For enterprise customers — the Hyatts of the world deploying ChatGPT Enterprise across global workforces — faster, cheaper agent loops translate directly to practical utility. Agents that complete tasks in thirty seconds rather than two minutes get adopted. Ones that feel sluggish get abandoned.
Developer Adoption Requires Documentation, Not Just Architecture
One thing I’d flag: WebSocket support in APIs is not always trivial to implement on the client side, especially for teams used to simple HTTP calls. OpenAI will need solid SDK support and clear documentation for this pattern to see broad adoption. The engineering post is a great start, but the developer experience around session lifecycle, error handling, and reconnection logic needs to be airtight. Persistent connections introduce failure modes — dropped sessions, stale caches — that stateless APIs simply don’t have.
Key Takeaways
- WebSockets in the Responses API eliminate repeated HTTP connection overhead between agent loop turns, reducing latency at the infrastructure level
- Connection-scoped KV caching means the model doesn’t recompute attention over stable context prefixes on every turn — a direct improvement to time-to-first-token
- The Codex agent loop was the proving ground for these changes, and the improvements are now available to any developer using the Responses API
- This is an infrastructure-layer fix to a problem that model improvements alone couldn’t solve
- Competitors including Anthropic and Google haven’t publicly matched this specific capability yet
- Enterprise and high-frequency agentic use cases will feel the biggest impact — consumer single-turn usage won’t notice much difference
Frequently Asked Questions
What is connection-scoped caching in the Responses API?
It’s a server-side optimization where the KV cache computed during model inference is kept alive for the duration of a WebSocket session. This means the model doesn’t have to reprocess unchanged context on every new turn, which cuts time-to-first-token in long agent loops.
Do I need to rewrite my existing Responses API integration to use WebSockets?
Not necessarily — traditional HTTP requests still work. But if you’re building multi-step agents or long-running loops, migrating to WebSocket-based sessions is where you’ll see meaningful latency improvements. OpenAI’s documentation should be the first stop for implementation details.
Is this available to all API users or just Codex?
OpenAI’s post frames this as a Responses API capability, not a Codex-exclusive feature. Developers building their own agents on top of the Responses API should be able to adopt the same WebSocket pattern that Codex uses internally.
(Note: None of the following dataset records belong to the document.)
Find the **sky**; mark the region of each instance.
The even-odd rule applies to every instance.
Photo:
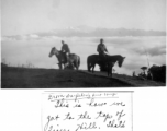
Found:
[[[2,36],[78,26],[165,31],[166,0],[1,0]]]
[[[166,63],[166,0],[1,0],[1,35],[8,63],[42,68],[58,68],[48,53],[65,40],[86,69],[103,38],[110,55],[126,57],[118,72],[132,74],[146,51],[151,66]]]

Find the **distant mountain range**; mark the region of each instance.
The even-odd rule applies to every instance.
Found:
[[[162,31],[126,29],[126,28],[93,28],[88,26],[68,27],[26,35],[3,36],[12,39],[41,39],[45,37],[124,37],[124,36],[166,36]]]
[[[40,36],[59,36],[59,37],[112,37],[112,36],[166,36],[166,32],[125,29],[125,28],[66,28],[49,33],[38,33]]]

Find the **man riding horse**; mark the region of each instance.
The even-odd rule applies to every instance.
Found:
[[[68,56],[70,53],[70,49],[69,49],[68,45],[65,44],[64,40],[62,40],[62,44],[63,44],[63,46],[62,46],[62,52],[65,53],[65,61],[67,62],[68,61]]]
[[[101,61],[101,71],[105,71],[105,52],[108,52],[108,49],[103,44],[103,39],[100,39],[100,44],[98,45],[97,51],[99,52],[99,58]]]

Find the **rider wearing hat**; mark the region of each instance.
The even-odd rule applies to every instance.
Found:
[[[65,59],[67,61],[68,60],[68,55],[70,53],[70,49],[69,49],[68,45],[65,44],[64,40],[62,40],[62,44],[63,44],[62,51],[65,52],[65,57],[66,57]]]
[[[108,52],[108,49],[105,45],[103,44],[103,39],[100,39],[100,44],[98,45],[97,51],[99,52],[99,57],[101,61],[101,70],[104,70],[105,52]]]

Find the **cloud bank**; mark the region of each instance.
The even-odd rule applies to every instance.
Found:
[[[125,29],[125,28],[108,29],[108,28],[92,28],[87,26],[78,26],[76,28],[68,27],[65,29],[55,29],[52,32],[34,33],[22,36],[21,35],[4,36],[3,38],[22,40],[22,39],[41,39],[41,38],[54,38],[54,37],[125,37],[125,36],[132,36],[132,37],[166,36],[166,32]]]

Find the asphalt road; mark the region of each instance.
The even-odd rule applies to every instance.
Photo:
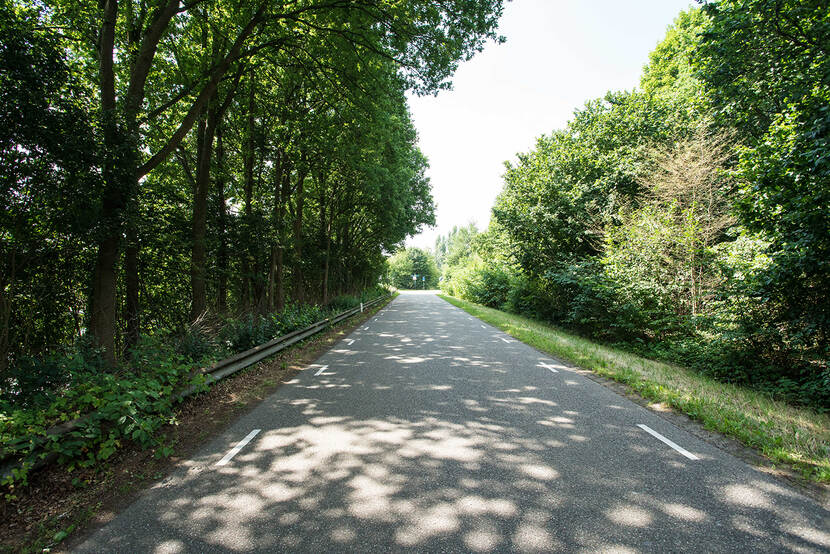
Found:
[[[830,552],[830,512],[412,293],[79,551]]]

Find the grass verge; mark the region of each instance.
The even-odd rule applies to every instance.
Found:
[[[721,383],[690,369],[642,358],[552,325],[459,298],[441,298],[520,341],[627,385],[640,396],[739,440],[807,481],[830,483],[830,416]]]

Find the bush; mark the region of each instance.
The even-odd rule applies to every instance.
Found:
[[[106,460],[127,441],[167,455],[170,448],[158,429],[174,419],[179,391],[204,385],[198,367],[386,292],[373,287],[335,299],[327,308],[291,304],[279,313],[200,318],[179,335],[141,337],[122,368],[107,367],[84,341],[41,358],[18,359],[0,382],[0,452],[22,459],[24,466],[0,485],[13,489],[25,482],[28,468],[52,453],[70,469]],[[54,425],[78,418],[81,423],[71,432],[47,435]]]
[[[502,266],[472,260],[446,275],[441,286],[448,294],[492,308],[501,308],[507,303],[510,273]]]

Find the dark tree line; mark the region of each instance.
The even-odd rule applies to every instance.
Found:
[[[407,90],[501,0],[0,3],[0,367],[328,302],[433,220]]]

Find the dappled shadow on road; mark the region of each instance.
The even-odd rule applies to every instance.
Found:
[[[789,489],[754,473],[690,476],[691,462],[645,440],[626,420],[632,408],[619,397],[603,392],[595,402],[576,400],[572,389],[587,386],[581,377],[537,367],[550,360],[477,324],[480,333],[459,339],[451,329],[466,321],[460,312],[436,309],[438,317],[405,303],[393,307],[382,335],[355,335],[353,345],[331,353],[329,369],[305,372],[270,399],[263,408],[273,424],[230,464],[217,467],[223,453],[205,454],[148,495],[156,508],[143,517],[151,518],[152,531],[100,536],[105,542],[98,546],[830,547],[826,513],[819,508],[805,519],[804,500]],[[696,463],[716,463],[699,454]]]

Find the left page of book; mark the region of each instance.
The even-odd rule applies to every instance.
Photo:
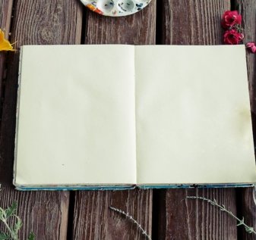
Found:
[[[26,45],[21,55],[14,183],[135,184],[134,46]]]

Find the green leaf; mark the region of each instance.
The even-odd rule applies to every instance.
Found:
[[[8,218],[9,217],[14,215],[16,213],[17,207],[17,201],[14,201],[11,206],[8,207],[5,210],[6,218]]]
[[[242,220],[236,226],[244,225],[245,224],[245,218],[242,217]]]
[[[35,237],[36,237],[36,235],[33,232],[31,232],[27,237],[27,240],[34,240]]]
[[[0,232],[0,240],[6,240],[6,239],[11,239],[11,237],[8,234],[1,232]]]

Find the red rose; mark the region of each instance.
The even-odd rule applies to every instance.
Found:
[[[226,11],[224,12],[221,26],[224,29],[228,29],[235,24],[241,24],[242,16],[239,14],[237,11]]]
[[[224,33],[225,44],[239,44],[244,38],[244,36],[235,30],[226,30]]]
[[[256,45],[254,42],[250,42],[247,43],[246,48],[248,48],[252,53],[256,52]]]

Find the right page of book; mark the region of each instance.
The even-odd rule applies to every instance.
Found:
[[[138,185],[255,182],[244,45],[136,46]]]

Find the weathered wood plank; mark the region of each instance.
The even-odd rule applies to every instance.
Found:
[[[5,37],[8,38],[8,33],[11,26],[11,11],[12,11],[13,0],[3,0],[0,2],[0,29],[5,31]],[[2,115],[2,85],[4,78],[5,59],[6,53],[0,53],[0,126]]]
[[[256,42],[256,0],[235,1],[235,5],[242,15],[245,29],[245,43]],[[252,114],[254,145],[256,143],[256,55],[247,53],[247,67]],[[253,189],[240,189],[237,192],[239,205],[239,212],[245,217],[245,221],[256,229],[256,205],[253,201]],[[248,235],[243,228],[239,228],[242,239],[255,239],[255,235]]]
[[[156,3],[125,17],[106,17],[87,11],[86,44],[154,44]],[[112,206],[131,214],[151,232],[152,190],[78,192],[74,196],[73,239],[143,239]]]
[[[226,0],[163,1],[161,43],[221,44],[220,19],[228,9]],[[160,239],[237,238],[235,221],[213,206],[186,199],[187,195],[215,198],[235,213],[234,189],[169,189],[157,194]]]
[[[30,44],[81,43],[82,11],[76,0],[20,0],[14,6],[11,40],[17,46]],[[37,239],[65,239],[69,192],[22,192],[11,185],[19,52],[8,55],[0,139],[0,206],[19,204],[25,239],[33,230]],[[42,173],[42,174],[47,174]]]

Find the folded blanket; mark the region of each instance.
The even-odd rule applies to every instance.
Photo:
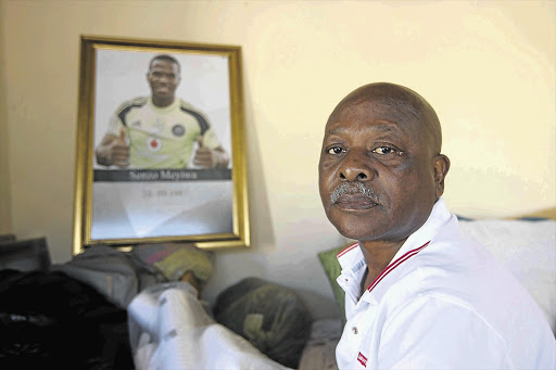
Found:
[[[283,370],[206,312],[188,283],[151,286],[128,307],[137,370]]]

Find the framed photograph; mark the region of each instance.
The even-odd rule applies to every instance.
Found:
[[[249,246],[240,47],[80,42],[74,254]]]

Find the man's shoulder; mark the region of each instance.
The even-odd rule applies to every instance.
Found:
[[[204,116],[204,113],[198,109],[197,106],[192,105],[191,103],[189,102],[186,102],[184,99],[181,98],[178,98],[178,102],[179,102],[179,109],[181,111],[185,111],[185,112],[188,112],[188,113],[193,113],[193,114],[199,114],[201,116]]]
[[[149,97],[137,97],[137,98],[127,100],[127,101],[123,102],[122,104],[119,104],[118,107],[116,109],[115,113],[117,115],[122,112],[129,111],[130,109],[134,109],[134,107],[141,107],[141,106],[147,105],[148,102],[149,102]]]

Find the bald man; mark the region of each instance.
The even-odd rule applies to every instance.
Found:
[[[446,208],[441,146],[432,106],[393,84],[356,89],[327,122],[323,205],[357,241],[338,254],[346,315],[339,368],[556,368],[534,299]]]

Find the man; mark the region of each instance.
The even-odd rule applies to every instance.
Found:
[[[176,99],[180,66],[170,55],[156,55],[147,73],[152,94],[122,104],[96,150],[100,165],[134,168],[225,168],[229,157],[202,113]]]
[[[338,254],[339,368],[555,368],[533,298],[447,210],[441,144],[434,110],[397,85],[361,87],[328,119],[320,196],[339,232],[358,241]]]

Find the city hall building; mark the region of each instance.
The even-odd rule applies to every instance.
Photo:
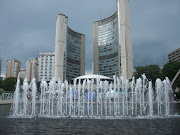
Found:
[[[130,79],[133,74],[129,0],[117,0],[117,11],[94,22],[94,74]]]
[[[59,14],[56,22],[55,71],[56,81],[85,74],[85,35],[68,26],[68,17]]]

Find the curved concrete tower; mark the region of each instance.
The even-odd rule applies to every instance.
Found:
[[[56,22],[55,70],[57,81],[67,80],[85,74],[85,35],[68,27],[68,17],[59,14]]]
[[[119,43],[121,46],[121,68],[124,79],[133,75],[132,40],[129,0],[117,0]]]
[[[129,0],[117,0],[117,11],[94,22],[94,74],[130,79],[133,74]]]
[[[64,66],[64,37],[65,37],[65,20],[66,16],[59,14],[56,22],[56,40],[55,40],[55,69],[54,77],[63,80]]]

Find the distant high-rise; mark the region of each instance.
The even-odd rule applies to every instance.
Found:
[[[168,60],[170,61],[179,61],[180,62],[180,48],[170,52],[168,54]]]
[[[1,77],[1,65],[2,65],[2,57],[0,56],[0,77]]]
[[[54,53],[40,53],[38,58],[39,62],[39,79],[41,81],[43,78],[46,81],[50,81],[54,76]]]
[[[7,61],[6,77],[17,77],[21,68],[21,62],[17,59]]]
[[[38,59],[30,58],[26,62],[26,77],[27,81],[31,82],[33,78],[38,81]]]
[[[94,74],[130,79],[133,74],[129,0],[117,0],[117,11],[94,22]]]
[[[55,79],[73,81],[85,74],[85,35],[68,27],[68,17],[59,14],[56,22]]]
[[[22,79],[25,79],[26,78],[26,70],[21,69],[19,77],[22,78]]]

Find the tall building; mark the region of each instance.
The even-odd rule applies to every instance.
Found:
[[[38,81],[38,59],[37,58],[30,58],[26,62],[26,77],[27,81],[31,82],[33,78],[36,78]]]
[[[68,17],[59,14],[56,22],[55,79],[73,81],[85,74],[85,35],[68,27]]]
[[[94,22],[94,74],[130,79],[133,74],[129,0],[117,0],[117,11]]]
[[[0,77],[1,77],[1,65],[2,65],[2,57],[0,56]]]
[[[17,59],[7,61],[6,77],[17,77],[21,69],[21,62]]]
[[[25,79],[26,78],[26,70],[21,69],[19,77],[22,78],[22,79]]]
[[[41,81],[43,78],[46,81],[50,81],[54,77],[54,53],[40,53],[38,58],[39,62],[39,79]]]
[[[168,54],[168,60],[170,61],[179,61],[180,62],[180,48],[170,52]]]

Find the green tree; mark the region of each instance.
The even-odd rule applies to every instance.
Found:
[[[163,79],[161,69],[158,65],[137,66],[135,70],[134,76],[136,79],[141,77],[143,73],[145,73],[146,77],[152,80],[153,83],[155,83],[157,78]]]
[[[163,66],[162,74],[164,77],[168,77],[171,81],[180,69],[180,62],[172,61]]]

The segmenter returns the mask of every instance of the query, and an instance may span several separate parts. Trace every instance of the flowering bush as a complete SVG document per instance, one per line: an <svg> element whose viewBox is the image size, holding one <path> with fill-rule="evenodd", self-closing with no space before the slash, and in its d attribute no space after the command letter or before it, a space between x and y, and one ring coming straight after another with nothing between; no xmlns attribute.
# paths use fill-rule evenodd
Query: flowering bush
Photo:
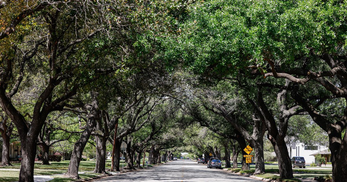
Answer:
<svg viewBox="0 0 347 182"><path fill-rule="evenodd" d="M61 161L62 157L62 156L60 153L56 152L53 155L48 156L48 161L60 162ZM37 155L37 160L42 161L42 155Z"/></svg>

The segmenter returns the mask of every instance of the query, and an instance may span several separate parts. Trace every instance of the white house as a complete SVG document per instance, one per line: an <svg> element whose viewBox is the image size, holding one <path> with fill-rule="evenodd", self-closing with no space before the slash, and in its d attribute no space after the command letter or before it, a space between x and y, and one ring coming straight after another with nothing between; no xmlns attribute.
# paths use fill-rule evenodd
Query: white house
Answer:
<svg viewBox="0 0 347 182"><path fill-rule="evenodd" d="M330 156L326 154L328 151L328 148L323 146L306 146L299 141L295 142L293 140L291 144L288 144L288 153L290 158L295 156L303 157L306 162L306 164L311 164L315 162L314 155L320 154L323 151L326 154L327 162L331 162L331 155Z"/></svg>

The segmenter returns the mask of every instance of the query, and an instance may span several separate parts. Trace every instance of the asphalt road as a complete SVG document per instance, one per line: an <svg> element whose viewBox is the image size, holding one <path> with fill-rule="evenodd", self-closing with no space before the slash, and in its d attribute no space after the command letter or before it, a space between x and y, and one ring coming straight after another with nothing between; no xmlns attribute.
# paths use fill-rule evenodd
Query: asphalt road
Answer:
<svg viewBox="0 0 347 182"><path fill-rule="evenodd" d="M95 181L147 182L259 182L189 160L172 161L150 168L122 173Z"/></svg>

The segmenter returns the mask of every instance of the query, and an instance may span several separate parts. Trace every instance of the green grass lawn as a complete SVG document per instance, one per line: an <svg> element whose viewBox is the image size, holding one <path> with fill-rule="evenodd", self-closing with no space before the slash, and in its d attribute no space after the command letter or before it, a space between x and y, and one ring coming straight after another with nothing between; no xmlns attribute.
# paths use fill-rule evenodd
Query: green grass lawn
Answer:
<svg viewBox="0 0 347 182"><path fill-rule="evenodd" d="M254 172L255 168L255 165L251 165L250 166L250 170L242 171L240 167L241 165L238 165L238 167L239 168L235 169L231 168L229 170L232 171L235 171L245 174L252 173ZM324 168L321 170L320 169L312 169L310 168L307 167L306 168L293 168L293 172L294 174L293 175L295 179L281 179L282 181L286 182L295 182L299 181L297 180L298 179L312 179L315 177L319 177L321 176L325 176L327 174L331 175L331 169L328 168ZM257 176L267 178L268 179L271 179L275 180L280 180L279 178L279 170L278 169L278 166L277 165L265 165L265 172L264 174L258 174L256 175Z"/></svg>
<svg viewBox="0 0 347 182"><path fill-rule="evenodd" d="M106 162L106 170L111 168L110 160L108 160ZM63 177L62 174L66 172L69 166L69 161L65 161L61 162L51 162L50 165L41 165L41 163L35 163L34 167L34 175L45 175L52 176L54 177L54 180L50 181L53 182L67 182L75 181L70 179ZM121 161L120 163L120 167L122 167L122 165L125 166L126 164ZM19 176L19 170L20 167L20 163L12 163L13 166L0 167L0 182L18 181ZM95 168L95 162L93 161L81 161L78 170L79 171L89 171L86 174L79 174L82 179L94 177L100 174L93 173L91 171ZM8 169L8 170L6 170ZM11 170L14 169L15 170Z"/></svg>

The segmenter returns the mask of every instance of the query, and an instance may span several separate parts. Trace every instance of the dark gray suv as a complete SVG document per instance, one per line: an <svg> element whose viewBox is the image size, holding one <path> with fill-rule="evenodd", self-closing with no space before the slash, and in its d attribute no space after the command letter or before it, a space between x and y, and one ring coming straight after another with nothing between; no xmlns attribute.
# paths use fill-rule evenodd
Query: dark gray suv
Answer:
<svg viewBox="0 0 347 182"><path fill-rule="evenodd" d="M291 164L293 168L295 168L295 166L298 166L300 168L303 167L305 168L306 162L303 157L294 156L291 158Z"/></svg>

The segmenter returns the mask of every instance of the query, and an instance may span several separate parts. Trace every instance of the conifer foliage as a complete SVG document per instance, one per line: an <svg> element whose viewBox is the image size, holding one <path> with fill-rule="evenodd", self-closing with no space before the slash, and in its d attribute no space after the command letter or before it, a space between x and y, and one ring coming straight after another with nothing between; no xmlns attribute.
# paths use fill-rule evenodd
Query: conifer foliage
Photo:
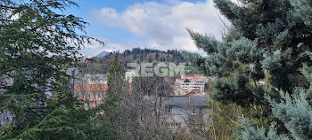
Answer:
<svg viewBox="0 0 312 140"><path fill-rule="evenodd" d="M312 66L311 1L214 3L232 23L222 41L188 29L197 47L208 54L198 65L207 75L218 79L210 97L245 108L272 106L272 112L263 110L264 113L277 117L283 122L277 125L284 124L290 138L311 139L311 108L306 99L311 97L312 83L308 70ZM259 82L266 78L267 87ZM278 94L275 89L287 94ZM277 136L274 127L266 136L266 128L242 124L243 139L287 139Z"/></svg>
<svg viewBox="0 0 312 140"><path fill-rule="evenodd" d="M69 68L91 37L85 22L62 14L70 0L0 0L0 113L11 113L1 139L107 139L111 125L85 110L69 86Z"/></svg>

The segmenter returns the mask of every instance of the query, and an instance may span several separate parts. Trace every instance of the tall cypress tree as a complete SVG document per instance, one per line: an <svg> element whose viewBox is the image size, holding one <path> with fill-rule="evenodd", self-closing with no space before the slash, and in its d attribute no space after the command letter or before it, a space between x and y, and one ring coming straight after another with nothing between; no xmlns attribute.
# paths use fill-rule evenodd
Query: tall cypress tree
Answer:
<svg viewBox="0 0 312 140"><path fill-rule="evenodd" d="M297 118L291 113L278 113L291 110L300 113L300 106L310 106L303 100L291 105L291 99L280 97L275 88L290 95L297 93L295 89L309 88L309 79L300 69L304 64L308 67L312 66L312 19L308 14L312 12L311 2L238 0L239 4L236 4L230 0L214 0L214 3L232 23L222 41L188 30L197 47L208 54L198 65L207 75L218 79L214 82L215 92L211 97L245 108L250 105L267 106L271 103L274 114L285 124L293 138L310 139L310 130L304 126L310 124L309 112ZM266 78L265 72L267 72L268 89L259 84L260 80ZM287 104L283 106L283 102L267 102L266 93L277 101L285 100ZM306 93L311 97L310 90ZM271 112L267 111L267 113ZM302 124L295 122L299 121ZM262 131L259 129L258 132ZM274 129L270 132L273 135ZM300 135L306 136L298 136ZM253 138L247 136L244 139Z"/></svg>
<svg viewBox="0 0 312 140"><path fill-rule="evenodd" d="M118 54L115 55L115 58L112 61L110 70L110 75L108 80L108 90L107 97L111 97L114 96L120 96L127 92L126 82L125 82L125 70L124 67L120 65L119 60L118 59Z"/></svg>

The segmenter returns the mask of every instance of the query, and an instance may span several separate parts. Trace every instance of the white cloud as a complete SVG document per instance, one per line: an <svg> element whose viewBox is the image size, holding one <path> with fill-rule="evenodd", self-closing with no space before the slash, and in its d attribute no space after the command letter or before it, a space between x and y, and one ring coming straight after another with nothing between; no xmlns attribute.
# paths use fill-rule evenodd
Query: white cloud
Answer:
<svg viewBox="0 0 312 140"><path fill-rule="evenodd" d="M105 43L105 44L102 44L96 41L92 40L91 44L85 44L85 47L82 48L80 53L84 54L86 57L94 57L100 54L103 51L123 51L126 47L120 43L111 43L104 38L98 38L99 40Z"/></svg>
<svg viewBox="0 0 312 140"><path fill-rule="evenodd" d="M164 4L135 4L121 12L104 7L96 14L108 26L127 27L136 35L149 38L147 43L152 48L195 51L197 48L185 28L211 34L220 39L223 23L217 12L211 0L205 3L168 0Z"/></svg>

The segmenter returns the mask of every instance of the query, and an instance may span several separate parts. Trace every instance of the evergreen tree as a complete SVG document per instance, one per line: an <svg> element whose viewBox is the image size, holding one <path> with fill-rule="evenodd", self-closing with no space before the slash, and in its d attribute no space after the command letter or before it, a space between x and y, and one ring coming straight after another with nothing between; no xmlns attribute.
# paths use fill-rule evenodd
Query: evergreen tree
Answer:
<svg viewBox="0 0 312 140"><path fill-rule="evenodd" d="M160 58L160 54L158 54L158 53L156 52L156 54L155 54L155 60L159 60L159 58Z"/></svg>
<svg viewBox="0 0 312 140"><path fill-rule="evenodd" d="M310 106L303 99L294 99L291 105L290 98L280 96L274 89L290 95L297 93L295 89L308 89L306 93L311 97L309 78L306 76L308 73L301 74L300 68L304 64L308 67L312 66L312 19L308 14L312 12L312 3L308 0L214 2L233 25L222 41L188 29L197 47L208 54L197 65L207 75L218 79L213 84L215 92L210 97L216 101L235 103L246 109L261 105L262 112L255 118L272 114L270 110L265 110L269 106L266 94L277 101L286 100L286 104L271 102L273 114L283 121L277 126L285 124L295 139L311 139L309 128L306 126L310 124L308 114ZM269 78L268 88L259 84L266 77L265 72ZM300 109L307 113L302 113L303 116L294 116L301 113ZM263 123L261 121L260 124ZM252 138L251 136L246 138L244 135L244 139L278 138L274 131L274 128L269 131L268 138ZM262 132L263 129L258 129L255 133Z"/></svg>
<svg viewBox="0 0 312 140"><path fill-rule="evenodd" d="M125 87L124 67L120 65L119 60L118 59L118 54L115 55L115 58L110 66L109 74L109 80L107 82L107 98L115 97L115 95L122 95L125 92L125 89L125 89L127 87Z"/></svg>
<svg viewBox="0 0 312 140"><path fill-rule="evenodd" d="M152 63L152 59L151 55L149 56L148 62L150 62L150 63Z"/></svg>
<svg viewBox="0 0 312 140"><path fill-rule="evenodd" d="M82 19L55 12L72 5L70 0L0 0L0 77L5 82L0 113L12 118L1 126L1 139L110 137L111 126L100 121L98 113L108 112L112 102L86 111L68 84L67 71L78 66L78 50L92 39L77 32L84 32Z"/></svg>

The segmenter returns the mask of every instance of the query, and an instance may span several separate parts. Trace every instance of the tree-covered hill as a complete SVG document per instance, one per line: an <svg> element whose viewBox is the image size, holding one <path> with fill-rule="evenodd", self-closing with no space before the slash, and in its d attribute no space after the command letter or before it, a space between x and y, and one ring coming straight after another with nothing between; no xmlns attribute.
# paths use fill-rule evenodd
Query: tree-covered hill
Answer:
<svg viewBox="0 0 312 140"><path fill-rule="evenodd" d="M91 58L89 58L89 62L85 63L84 66L80 67L80 72L84 74L105 74L116 54L119 55L118 57L120 64L125 67L127 63L143 62L173 62L175 64L186 63L193 65L194 58L199 58L199 54L185 51L168 50L163 51L147 48L134 48L133 50L126 50L123 52L115 51L103 57ZM188 68L190 68L190 66Z"/></svg>

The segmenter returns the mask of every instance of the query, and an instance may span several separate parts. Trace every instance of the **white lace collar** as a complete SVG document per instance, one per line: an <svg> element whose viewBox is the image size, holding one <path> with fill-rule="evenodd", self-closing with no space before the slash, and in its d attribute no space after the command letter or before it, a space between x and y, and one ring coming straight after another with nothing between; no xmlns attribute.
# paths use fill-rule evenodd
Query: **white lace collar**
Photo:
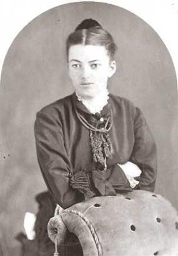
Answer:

How does this compare to what Google or Anthropic offer?
Google’s Gemini API and Anthropic’s Claude API both support streaming responses, but neither has publicly announced connection-scoped KV cache persistence tied to WebSocket sessions in the way OpenAI has described here. That said, all three companies are iterating quickly on infrastructure for agentic use cases, so the gap may narrow.
OpenAI has essentially turned its own products into a live stress test for its API infrastructure — and then published what it learned. That’s a healthy pattern. As agents get more capable and more widely deployed, the engineering work underneath them becomes as important as the models themselves. The expansion of Codex with computer use, browsing, and memory means these sessions are only going to get longer and more complex. Getting the plumbing right now is smart. I’d expect to see connection-scoped caching and WebSocket-first patterns become table stakes across the major AI API providers within the next year or two.